In the company were the Duke of Albemarle, Earl Craven, Lords Arlington and Ashley, and several knights and baronets, Sir Philip Carteret among them. There were also five esquires, or gentlemen, and John Portman, "citizen and goldsmith." They adopted the witty sentence, "Pro pelle cutem" (A skin for a skin), as their motto, and established as their coat of arms a fox sejant as the crest, and a shield showing four beavers in the quarters, and the cross of St. George, the whole upheld by two stags.
THE BEAR TRAP
The "adventurers" quickly established forts on the shores of Hudson Bay, and began trading with the Indians, with such success that it was rumored they made from twenty-five to fifty per cent. profit every year.
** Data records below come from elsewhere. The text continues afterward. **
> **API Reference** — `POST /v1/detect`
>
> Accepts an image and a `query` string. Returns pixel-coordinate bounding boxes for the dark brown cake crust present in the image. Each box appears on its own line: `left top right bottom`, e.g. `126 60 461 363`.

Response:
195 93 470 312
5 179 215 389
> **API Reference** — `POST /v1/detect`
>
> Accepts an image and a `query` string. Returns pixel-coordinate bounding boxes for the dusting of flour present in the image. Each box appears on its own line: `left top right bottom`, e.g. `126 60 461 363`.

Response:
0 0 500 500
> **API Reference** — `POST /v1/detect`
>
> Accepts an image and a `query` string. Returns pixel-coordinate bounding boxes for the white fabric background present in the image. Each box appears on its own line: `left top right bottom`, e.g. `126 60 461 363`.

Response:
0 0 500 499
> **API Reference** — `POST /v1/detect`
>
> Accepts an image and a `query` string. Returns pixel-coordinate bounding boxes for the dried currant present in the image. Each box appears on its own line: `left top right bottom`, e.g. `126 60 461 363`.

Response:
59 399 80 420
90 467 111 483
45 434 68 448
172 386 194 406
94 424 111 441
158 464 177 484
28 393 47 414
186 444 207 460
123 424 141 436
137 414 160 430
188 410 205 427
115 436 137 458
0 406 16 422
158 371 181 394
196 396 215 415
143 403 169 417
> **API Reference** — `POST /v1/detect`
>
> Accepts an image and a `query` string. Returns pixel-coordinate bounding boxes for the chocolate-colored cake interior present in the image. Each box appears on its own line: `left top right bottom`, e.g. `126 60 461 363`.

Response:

But they exhibited all of that timidity which capital is ever said to possess. They were nothing like as enterprising as the French coureurs du bois. In a hundred years they were no deeper in the country then at first, excepting as they extended their little system of forts or "factories" up and down and on either side of Hudson and James bays. In view of their profits, perhaps this lack of enterprise is not to be wondered at. On the other hand, their charter was given as a reward for the efforts they had made, and were to make, to find "the Northwest passage to the Southern seas." In this quest they made less of a trial than in the getting of furs; how much less we shall see. But the company had no lack of brave and hardy followers. At first many of the men at the factories were from the Orkney Islands, and those islands remained until recent times the recruiting-source for this service. This was because the Orkney men were inured to a rigorous climate, and to a diet largely composed of fish. They were subject to less of a change in the company's service than must have been endured by men from almost any part of England.